Separation of Concerns

From the perspective of separation of concerns, the dedicated queue approach has advantages over the shared queue approach.

These concerns we could separate by using dedicated-queue include:
  • Performance profile and requirements
  • High-availability requirements
  • Service release cycles
Now let's look into each of them, to see how the dedicated-queue approach addresses the separation of concerns differently from the shared-queue approach.

Performance profiles and requirements

First is performance profile and requirements. Some services may have much higher transaction volumes than others. Some services may involve much larger message size. The performance management of the message queues are very different between these performance profiles and requirements. By separating the queues, each queue can be managed individually with minimum impacts to others.

High-availability requirements

Different high availability requirements also lead to different configuration of message queues. Some services is more mission critical than others therefore need to be highly available, which requires whole server migration accompanied by disaster recovery strategy. Others may be able to sustain more down time. The requirements for the HA infrastructure underlying the message queues for these services could be very different. To separate these infrastructures could help you save resources: you only need to invest the resources and capacity to some of the message queues but not all.

Service release cycles

When services share the same message queue but have different release cycles, you need to consider whether the software release cycles of services can interfere with each other.

In the dedicated-queue approach, adding a new service requires the creation of a new queue, but will not cause interruption of the existing services.

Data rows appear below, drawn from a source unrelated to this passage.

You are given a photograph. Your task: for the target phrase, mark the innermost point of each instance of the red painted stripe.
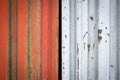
(22, 39)
(44, 39)
(3, 38)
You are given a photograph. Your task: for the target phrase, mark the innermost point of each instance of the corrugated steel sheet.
(90, 40)
(28, 39)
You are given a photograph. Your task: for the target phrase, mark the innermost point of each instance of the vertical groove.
(16, 39)
(10, 41)
(72, 39)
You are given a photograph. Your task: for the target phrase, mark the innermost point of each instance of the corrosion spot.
(85, 35)
(88, 47)
(91, 18)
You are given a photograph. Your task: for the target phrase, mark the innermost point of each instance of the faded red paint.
(3, 39)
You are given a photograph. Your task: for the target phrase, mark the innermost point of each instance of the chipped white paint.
(90, 39)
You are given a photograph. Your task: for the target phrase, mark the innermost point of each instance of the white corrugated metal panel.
(90, 40)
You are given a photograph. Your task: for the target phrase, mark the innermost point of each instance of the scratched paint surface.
(90, 40)
(29, 39)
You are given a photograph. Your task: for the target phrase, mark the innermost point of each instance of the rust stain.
(99, 35)
(91, 18)
(91, 57)
(85, 35)
(88, 47)
(93, 46)
(65, 36)
(112, 66)
(84, 45)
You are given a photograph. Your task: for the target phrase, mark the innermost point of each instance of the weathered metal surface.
(90, 39)
(29, 39)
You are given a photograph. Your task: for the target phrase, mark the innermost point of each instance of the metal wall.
(90, 40)
(28, 39)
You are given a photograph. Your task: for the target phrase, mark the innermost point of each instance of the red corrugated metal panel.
(29, 40)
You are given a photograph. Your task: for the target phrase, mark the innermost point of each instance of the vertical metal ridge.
(114, 46)
(72, 39)
(10, 41)
(16, 39)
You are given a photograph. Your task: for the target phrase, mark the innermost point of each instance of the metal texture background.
(90, 40)
(28, 39)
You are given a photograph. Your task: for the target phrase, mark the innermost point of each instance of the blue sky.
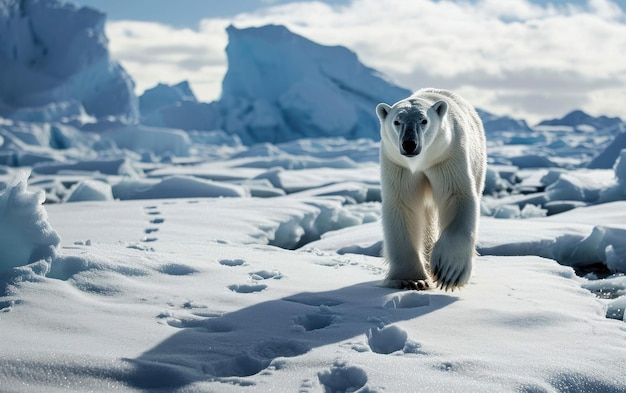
(189, 12)
(531, 59)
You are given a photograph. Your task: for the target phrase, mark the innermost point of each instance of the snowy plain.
(154, 256)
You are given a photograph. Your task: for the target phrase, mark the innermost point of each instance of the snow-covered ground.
(281, 292)
(167, 255)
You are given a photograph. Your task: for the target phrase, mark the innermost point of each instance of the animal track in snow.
(342, 378)
(313, 300)
(177, 269)
(313, 321)
(232, 262)
(390, 339)
(247, 288)
(151, 211)
(266, 275)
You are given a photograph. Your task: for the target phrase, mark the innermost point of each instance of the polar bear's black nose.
(409, 147)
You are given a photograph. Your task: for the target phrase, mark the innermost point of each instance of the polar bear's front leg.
(403, 216)
(451, 259)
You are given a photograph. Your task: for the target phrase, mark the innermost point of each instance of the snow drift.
(25, 234)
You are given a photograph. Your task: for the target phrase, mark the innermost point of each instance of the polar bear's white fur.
(433, 161)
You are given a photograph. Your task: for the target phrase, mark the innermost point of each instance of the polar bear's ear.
(382, 110)
(441, 108)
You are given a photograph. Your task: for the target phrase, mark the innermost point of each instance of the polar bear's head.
(410, 125)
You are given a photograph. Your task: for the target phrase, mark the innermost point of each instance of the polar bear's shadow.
(257, 339)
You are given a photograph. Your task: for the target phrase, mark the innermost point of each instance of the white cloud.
(500, 56)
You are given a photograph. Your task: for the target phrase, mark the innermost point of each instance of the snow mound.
(55, 63)
(25, 234)
(90, 190)
(280, 86)
(175, 187)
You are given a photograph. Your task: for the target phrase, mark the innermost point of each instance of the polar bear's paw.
(451, 267)
(415, 285)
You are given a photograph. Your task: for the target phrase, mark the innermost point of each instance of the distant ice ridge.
(281, 86)
(56, 66)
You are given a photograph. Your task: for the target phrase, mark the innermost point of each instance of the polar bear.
(433, 160)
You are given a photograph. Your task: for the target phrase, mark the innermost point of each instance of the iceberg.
(280, 87)
(56, 66)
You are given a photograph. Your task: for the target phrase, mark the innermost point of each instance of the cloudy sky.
(530, 59)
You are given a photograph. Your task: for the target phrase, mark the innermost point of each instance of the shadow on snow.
(248, 341)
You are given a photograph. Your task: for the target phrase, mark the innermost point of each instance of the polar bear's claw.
(415, 285)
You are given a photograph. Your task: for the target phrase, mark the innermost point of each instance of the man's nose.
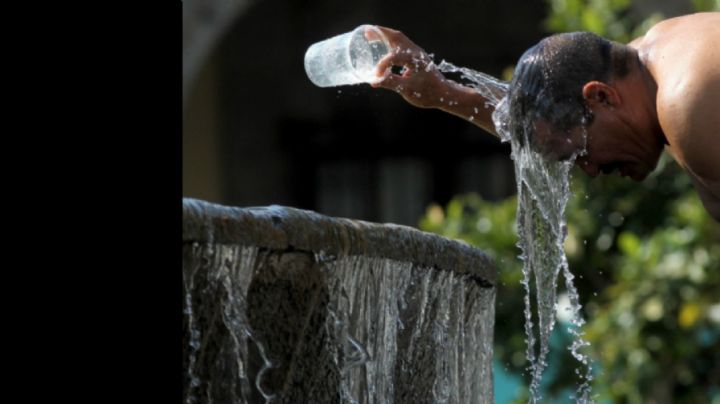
(590, 169)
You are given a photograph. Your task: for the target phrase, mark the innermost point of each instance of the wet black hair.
(549, 77)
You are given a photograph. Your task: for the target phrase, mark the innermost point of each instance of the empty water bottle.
(349, 58)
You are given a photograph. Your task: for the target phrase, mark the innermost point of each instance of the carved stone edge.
(286, 228)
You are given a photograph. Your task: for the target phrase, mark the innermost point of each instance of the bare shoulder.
(684, 59)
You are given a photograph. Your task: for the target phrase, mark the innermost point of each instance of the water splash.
(543, 193)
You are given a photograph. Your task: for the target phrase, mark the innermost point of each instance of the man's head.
(567, 84)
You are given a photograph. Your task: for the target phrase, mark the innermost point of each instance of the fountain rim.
(284, 228)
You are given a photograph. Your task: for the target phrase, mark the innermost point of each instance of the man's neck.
(640, 90)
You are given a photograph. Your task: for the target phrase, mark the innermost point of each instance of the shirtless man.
(661, 90)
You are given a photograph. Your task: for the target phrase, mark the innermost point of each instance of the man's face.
(608, 147)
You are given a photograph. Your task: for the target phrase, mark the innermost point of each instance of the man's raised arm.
(421, 84)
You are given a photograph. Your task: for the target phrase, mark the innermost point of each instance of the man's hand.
(418, 79)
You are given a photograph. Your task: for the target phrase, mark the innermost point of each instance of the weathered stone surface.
(264, 316)
(282, 228)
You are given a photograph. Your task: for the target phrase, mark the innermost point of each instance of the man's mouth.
(609, 168)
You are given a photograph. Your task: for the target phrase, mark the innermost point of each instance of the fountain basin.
(288, 305)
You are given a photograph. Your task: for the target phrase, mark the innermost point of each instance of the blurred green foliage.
(646, 258)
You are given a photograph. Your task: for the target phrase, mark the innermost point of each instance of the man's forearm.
(467, 103)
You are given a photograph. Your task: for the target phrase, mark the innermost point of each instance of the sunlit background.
(646, 256)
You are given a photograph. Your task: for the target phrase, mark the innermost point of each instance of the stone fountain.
(290, 306)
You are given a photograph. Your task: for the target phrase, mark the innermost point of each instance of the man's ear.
(597, 93)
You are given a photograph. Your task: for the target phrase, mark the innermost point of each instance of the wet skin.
(667, 102)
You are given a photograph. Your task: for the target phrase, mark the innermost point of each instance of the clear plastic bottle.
(349, 58)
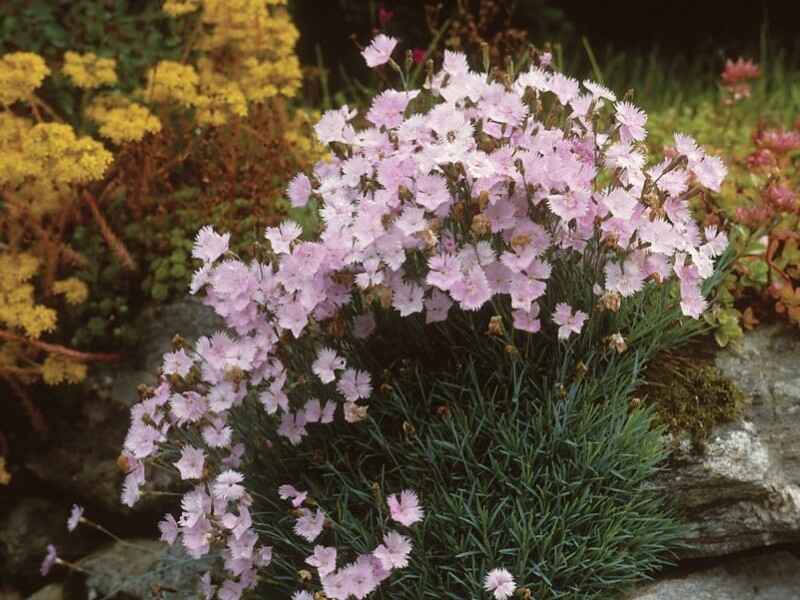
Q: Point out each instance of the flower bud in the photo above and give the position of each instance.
(617, 342)
(495, 326)
(481, 225)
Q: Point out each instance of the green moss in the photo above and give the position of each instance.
(693, 399)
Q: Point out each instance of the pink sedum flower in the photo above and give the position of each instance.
(299, 190)
(75, 517)
(379, 51)
(405, 509)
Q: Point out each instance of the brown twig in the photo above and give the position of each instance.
(62, 350)
(116, 245)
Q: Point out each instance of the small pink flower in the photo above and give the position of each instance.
(209, 245)
(299, 190)
(526, 320)
(567, 322)
(354, 385)
(177, 363)
(50, 559)
(75, 517)
(191, 463)
(169, 529)
(324, 559)
(226, 486)
(289, 492)
(379, 51)
(309, 525)
(405, 510)
(501, 583)
(327, 362)
(394, 551)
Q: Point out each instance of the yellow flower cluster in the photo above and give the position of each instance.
(56, 152)
(57, 369)
(89, 71)
(20, 74)
(178, 8)
(248, 56)
(171, 81)
(47, 152)
(121, 120)
(17, 307)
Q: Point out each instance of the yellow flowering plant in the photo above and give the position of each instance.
(217, 120)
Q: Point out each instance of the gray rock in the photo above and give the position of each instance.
(82, 459)
(138, 569)
(743, 490)
(773, 576)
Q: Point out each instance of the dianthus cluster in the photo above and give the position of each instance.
(453, 197)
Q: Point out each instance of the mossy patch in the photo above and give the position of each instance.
(693, 399)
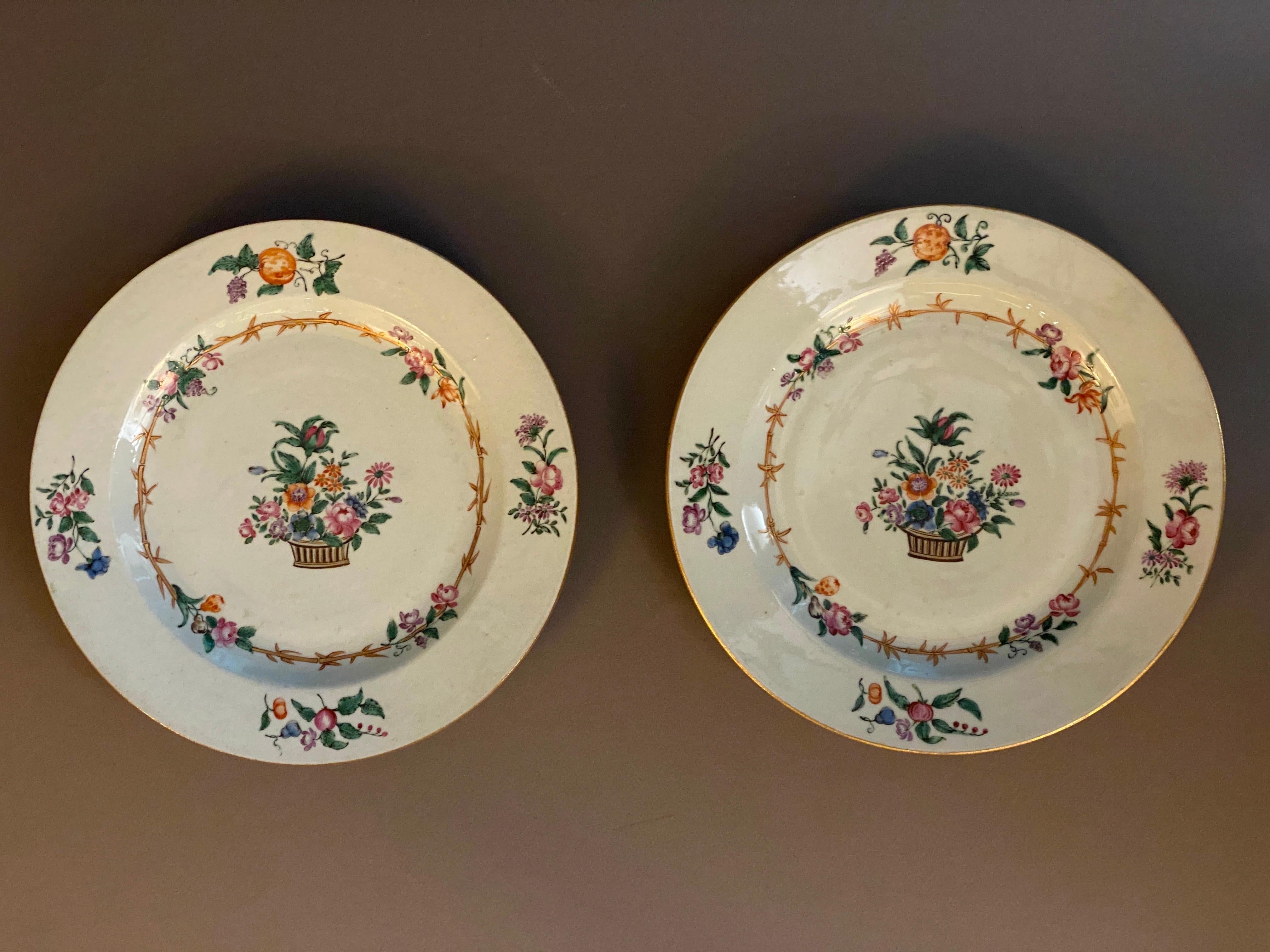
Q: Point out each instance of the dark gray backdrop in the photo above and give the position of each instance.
(616, 174)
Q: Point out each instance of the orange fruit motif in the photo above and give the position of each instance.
(931, 242)
(279, 266)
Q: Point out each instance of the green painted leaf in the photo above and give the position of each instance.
(968, 705)
(896, 697)
(328, 738)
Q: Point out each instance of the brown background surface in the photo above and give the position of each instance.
(616, 176)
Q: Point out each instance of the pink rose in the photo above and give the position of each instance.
(445, 597)
(342, 520)
(1183, 530)
(59, 549)
(225, 634)
(421, 362)
(961, 517)
(1065, 605)
(838, 619)
(546, 478)
(1065, 364)
(849, 342)
(693, 518)
(920, 711)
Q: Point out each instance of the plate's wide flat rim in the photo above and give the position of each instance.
(531, 351)
(670, 461)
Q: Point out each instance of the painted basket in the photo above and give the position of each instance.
(319, 555)
(934, 547)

The same to renewing/redploying an existing service.

In the shared-queue approach, adding a new service or renewing an existing service could cause interruption to the existing services. These interruptions could happen in the following ways:
  • If you use message selector, the message selection criteria is built into each service independently. Adding a new service typically only involves defining the message selection criteria within the scope of the new service without impacting others. However there could be exceptional cases when you also need to update the message selection criteria of the existing services, especially if there are changes to the semantics of the messages.
  • If you use message routing service, adding a new service may also need to update the centralized routing service it can route messages to the new service. Updating the routing service always cause temporary interruption to the existing services because all services depend on it.
  • If you use message routing service, renewing an existing service in the shared-queue approach could cause interruption to other services as well. For example, if there happen to be a message in the queue that is intended for a service that happens to be brought down, the router service will have no destination to route to and encounter errors. To mitigate this risk, you may want to setup an error queue for the router service to which the router service redirect the messages.

Conclusion

By now, you should be equipped with a framework to evaluate the pros and cons of using dedicated-queue and shared-queue approach, and the best practices for each approach.